Fighting With Love
Although I was a young teenager during the Vietnam war, people often ask if I ever served in the military. I say no, but I did get all my combat experience during my first marriage. Of course I’m looking for a cheap laugh, but there really is some truth to it. Learning how to fight, whether in war or peace, is the prerequisite to winning any conflict because battles are won in training and not on the battlefield. A fighter, soldier or champion doesn’t win by shear muscle or determination but by the hours, weeks, months and years they spend preparing for action.
Our battles as men don’t have to be physical or competitive to require a regimented discipline to be victorious, but we still need to continually develop the discipline of our internal character so we don’t get caught up in the heat of a moment by saying or doing something we’ll regret.
Regardless of the type of conflict, training and self-control is critical to averting the escalation of emotions that can make matters worse. Unless you’ve trained yourself to “fight”, then it’s easy to get caught up in the emotional turbulence when destructive accusations and frustrations are flying from every direction like trailers in a tornado.
The first rule of battle is stick to your training and your battle plan or you will be vulnerable to defeat. The defeat of your dignity, integrity, and self-respect. So what is the one crucial element needed to prevent the failure of character you work so hard to maintain and want others to admire?
Love.
Now hear me out, I don’t mean the love most think of as mushy, passive, or submissive. I mean the omnipotence of a love that compels you to give up your life for another. The love that forgives to protect a relationship. A love that is an action and never an emotion. I’m talking about real love, not the love that is only felt when everything is going your way.

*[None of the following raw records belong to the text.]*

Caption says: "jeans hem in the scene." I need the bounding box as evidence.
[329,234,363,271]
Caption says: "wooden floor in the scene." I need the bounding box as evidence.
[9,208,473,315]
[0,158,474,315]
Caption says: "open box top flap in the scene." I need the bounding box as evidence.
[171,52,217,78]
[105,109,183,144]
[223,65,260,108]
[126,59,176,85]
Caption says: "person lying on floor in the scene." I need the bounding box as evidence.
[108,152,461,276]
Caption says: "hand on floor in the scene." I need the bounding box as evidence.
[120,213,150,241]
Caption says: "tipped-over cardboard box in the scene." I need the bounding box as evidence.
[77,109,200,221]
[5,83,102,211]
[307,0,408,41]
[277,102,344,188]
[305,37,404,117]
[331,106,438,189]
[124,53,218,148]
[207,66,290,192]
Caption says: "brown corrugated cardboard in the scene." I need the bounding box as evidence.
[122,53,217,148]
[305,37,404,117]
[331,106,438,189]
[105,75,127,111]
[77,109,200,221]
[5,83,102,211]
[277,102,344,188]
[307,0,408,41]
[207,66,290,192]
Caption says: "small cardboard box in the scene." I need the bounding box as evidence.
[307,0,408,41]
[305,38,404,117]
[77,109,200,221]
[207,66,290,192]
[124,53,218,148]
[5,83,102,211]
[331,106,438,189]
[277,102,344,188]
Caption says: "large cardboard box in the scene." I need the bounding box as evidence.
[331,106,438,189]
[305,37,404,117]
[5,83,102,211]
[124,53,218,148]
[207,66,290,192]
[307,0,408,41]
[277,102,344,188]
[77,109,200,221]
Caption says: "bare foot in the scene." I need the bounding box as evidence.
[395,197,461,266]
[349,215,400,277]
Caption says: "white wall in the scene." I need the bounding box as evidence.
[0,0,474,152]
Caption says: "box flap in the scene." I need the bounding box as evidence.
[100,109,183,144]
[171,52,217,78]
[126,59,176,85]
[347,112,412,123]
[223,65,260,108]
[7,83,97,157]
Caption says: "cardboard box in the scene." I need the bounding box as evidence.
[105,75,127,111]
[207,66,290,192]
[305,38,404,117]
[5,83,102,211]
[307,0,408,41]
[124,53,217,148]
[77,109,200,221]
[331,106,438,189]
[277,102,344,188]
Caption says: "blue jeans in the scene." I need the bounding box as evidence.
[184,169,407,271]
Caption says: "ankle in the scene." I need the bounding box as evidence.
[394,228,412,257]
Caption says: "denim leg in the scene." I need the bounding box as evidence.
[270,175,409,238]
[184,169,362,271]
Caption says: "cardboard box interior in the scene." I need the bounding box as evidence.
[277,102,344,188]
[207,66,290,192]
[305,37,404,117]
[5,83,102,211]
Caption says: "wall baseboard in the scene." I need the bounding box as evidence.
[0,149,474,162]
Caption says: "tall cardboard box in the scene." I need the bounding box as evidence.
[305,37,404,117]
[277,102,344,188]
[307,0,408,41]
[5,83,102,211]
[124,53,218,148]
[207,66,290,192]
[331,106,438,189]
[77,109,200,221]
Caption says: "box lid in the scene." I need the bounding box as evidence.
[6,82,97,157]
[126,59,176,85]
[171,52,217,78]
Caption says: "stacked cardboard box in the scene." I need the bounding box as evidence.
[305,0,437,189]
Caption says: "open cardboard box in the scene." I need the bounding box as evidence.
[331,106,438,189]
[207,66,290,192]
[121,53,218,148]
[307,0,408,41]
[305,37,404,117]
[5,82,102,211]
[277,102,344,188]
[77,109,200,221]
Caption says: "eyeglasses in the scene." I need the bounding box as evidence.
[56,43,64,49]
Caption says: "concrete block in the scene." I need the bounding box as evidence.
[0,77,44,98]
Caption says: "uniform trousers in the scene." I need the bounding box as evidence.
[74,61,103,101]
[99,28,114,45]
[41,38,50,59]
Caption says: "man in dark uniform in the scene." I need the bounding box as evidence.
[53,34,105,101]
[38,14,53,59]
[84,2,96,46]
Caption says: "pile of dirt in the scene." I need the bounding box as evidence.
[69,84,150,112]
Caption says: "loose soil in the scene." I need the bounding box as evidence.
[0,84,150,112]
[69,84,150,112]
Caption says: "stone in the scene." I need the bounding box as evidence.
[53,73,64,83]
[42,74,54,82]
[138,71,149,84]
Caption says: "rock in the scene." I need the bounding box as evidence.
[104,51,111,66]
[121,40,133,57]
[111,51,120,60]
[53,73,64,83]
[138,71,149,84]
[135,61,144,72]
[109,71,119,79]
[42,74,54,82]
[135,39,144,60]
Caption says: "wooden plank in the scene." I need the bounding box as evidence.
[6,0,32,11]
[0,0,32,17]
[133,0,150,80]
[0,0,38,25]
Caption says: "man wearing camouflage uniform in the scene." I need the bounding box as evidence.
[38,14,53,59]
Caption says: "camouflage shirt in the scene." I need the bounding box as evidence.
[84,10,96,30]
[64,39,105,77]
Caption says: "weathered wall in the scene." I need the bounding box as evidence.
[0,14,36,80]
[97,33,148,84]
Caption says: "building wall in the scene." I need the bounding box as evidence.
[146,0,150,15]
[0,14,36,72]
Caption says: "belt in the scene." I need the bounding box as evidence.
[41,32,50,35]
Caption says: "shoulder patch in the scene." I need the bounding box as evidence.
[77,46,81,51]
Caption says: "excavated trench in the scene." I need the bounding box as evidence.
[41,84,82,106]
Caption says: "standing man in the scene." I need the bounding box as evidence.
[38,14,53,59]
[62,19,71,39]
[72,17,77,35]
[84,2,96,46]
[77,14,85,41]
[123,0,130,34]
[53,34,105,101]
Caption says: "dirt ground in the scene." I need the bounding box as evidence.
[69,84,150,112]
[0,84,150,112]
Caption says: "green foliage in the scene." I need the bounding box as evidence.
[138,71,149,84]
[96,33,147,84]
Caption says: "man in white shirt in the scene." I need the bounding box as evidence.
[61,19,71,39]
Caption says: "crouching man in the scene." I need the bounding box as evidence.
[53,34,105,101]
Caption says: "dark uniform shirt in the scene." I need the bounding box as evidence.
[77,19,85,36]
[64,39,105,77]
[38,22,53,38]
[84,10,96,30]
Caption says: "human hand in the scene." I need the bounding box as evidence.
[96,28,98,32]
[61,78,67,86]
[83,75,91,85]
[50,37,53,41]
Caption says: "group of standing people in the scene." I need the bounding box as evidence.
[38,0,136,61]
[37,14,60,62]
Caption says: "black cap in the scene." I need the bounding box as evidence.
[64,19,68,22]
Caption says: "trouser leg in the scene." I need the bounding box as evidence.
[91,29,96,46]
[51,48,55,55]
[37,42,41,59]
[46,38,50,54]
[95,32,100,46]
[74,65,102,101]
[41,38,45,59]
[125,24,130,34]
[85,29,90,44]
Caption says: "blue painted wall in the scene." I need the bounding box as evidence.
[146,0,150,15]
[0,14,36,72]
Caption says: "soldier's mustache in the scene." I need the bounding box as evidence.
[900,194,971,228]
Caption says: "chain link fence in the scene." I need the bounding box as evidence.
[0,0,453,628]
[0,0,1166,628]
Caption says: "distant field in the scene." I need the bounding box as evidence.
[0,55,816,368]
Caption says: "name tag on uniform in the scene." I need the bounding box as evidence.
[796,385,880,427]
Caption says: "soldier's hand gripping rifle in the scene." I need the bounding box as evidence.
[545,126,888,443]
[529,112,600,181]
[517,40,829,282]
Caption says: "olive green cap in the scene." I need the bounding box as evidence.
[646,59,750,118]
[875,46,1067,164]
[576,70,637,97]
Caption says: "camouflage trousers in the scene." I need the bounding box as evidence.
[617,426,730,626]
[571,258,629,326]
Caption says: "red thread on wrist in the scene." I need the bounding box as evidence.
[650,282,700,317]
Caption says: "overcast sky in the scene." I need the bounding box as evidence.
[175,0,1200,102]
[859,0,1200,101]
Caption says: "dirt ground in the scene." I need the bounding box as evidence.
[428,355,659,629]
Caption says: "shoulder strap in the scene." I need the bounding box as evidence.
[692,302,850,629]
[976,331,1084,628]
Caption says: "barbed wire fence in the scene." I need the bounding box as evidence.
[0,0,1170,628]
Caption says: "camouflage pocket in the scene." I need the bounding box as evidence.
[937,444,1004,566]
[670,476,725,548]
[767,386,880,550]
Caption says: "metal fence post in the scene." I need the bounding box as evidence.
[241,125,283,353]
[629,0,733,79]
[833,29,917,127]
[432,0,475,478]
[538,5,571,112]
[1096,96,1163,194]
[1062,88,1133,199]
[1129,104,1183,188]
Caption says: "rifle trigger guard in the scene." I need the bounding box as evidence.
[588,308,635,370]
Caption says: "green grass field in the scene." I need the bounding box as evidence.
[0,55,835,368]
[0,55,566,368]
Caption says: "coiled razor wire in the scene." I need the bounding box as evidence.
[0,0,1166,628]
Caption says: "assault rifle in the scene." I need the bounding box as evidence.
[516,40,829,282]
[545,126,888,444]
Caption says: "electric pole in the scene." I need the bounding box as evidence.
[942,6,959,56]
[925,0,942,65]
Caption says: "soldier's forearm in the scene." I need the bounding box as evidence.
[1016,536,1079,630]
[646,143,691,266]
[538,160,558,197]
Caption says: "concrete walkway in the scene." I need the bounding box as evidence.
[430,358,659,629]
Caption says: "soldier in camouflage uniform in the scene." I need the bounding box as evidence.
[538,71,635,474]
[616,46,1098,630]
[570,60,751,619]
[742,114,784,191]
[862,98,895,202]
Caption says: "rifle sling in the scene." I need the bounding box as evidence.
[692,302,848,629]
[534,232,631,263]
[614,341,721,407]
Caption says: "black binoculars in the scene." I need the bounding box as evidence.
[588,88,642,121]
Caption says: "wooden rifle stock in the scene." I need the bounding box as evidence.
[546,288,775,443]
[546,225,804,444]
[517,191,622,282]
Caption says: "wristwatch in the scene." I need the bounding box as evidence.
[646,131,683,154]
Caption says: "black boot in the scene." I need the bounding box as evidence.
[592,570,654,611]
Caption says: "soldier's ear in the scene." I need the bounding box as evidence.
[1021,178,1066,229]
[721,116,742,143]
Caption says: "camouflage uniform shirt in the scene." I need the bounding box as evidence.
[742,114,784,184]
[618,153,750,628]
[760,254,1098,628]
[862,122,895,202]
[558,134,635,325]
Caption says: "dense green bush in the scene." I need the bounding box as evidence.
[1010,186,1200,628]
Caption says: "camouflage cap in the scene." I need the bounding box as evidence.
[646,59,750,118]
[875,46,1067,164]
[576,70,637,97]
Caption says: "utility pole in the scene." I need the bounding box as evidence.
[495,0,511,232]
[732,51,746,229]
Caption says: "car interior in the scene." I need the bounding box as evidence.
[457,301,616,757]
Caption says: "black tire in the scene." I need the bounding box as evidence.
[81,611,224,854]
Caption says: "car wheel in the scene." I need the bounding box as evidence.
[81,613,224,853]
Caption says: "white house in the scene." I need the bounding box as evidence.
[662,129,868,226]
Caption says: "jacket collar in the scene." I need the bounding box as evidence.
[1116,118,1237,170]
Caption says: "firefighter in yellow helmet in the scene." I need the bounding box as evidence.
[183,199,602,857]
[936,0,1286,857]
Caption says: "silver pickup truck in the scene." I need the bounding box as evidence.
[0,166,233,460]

As I look to foundational truths to guide my behavior, I look to the historical biblical writings of 1st Corinthians, chapter 13 which describes authentic love. “Love is patient, love is kind. It is not easily angered and keeps no record of wrongs, etc.” Nowhere in this description of love does it say “Love FEELS patient, love FEELS kind” nor does love FEEL anything else for that matter. We have it backwards, feelings are not the trigger that determines our actions but merely the byproduct of the actions we choose. Choose to fight with the power of love.
What about those who are difficult to love? It’s a choice. As you “lift” heavier burdens, you build the strength and stamina needed to be able to conquer the bigger issues in life. Unless you use the correct technique (1st Corinthians 13) you will never rise to the occasion, but only fall to the level of your training. Your commitment to prepare will determine your ability to defend your territory, and your territory as a man of honor would be your significant other, or children, or friendships, or anyone else who is worth protecting and fighting for.
What if you don’t feel the emotion needed to respond in love? My friend, these are your moments of growth towards being a better man. It is then you will be at the perfect place to experience what it is to truly love without the impulsive emotion to compel you to be patient, humble, calm, and many other admirable attributes. The most powerful demonstration of your love will be when it’s done by will and not by emotion.
Cyrus the Great (600-530 BC) said: “Soft lands breeds soft men; wondrous fruits of the earth and valiant warriors grow not from the same soil” meaning that unless we as men learn to struggle through, and overcome our own battles, we become and perpetuate soft men. Is that the legacy you want?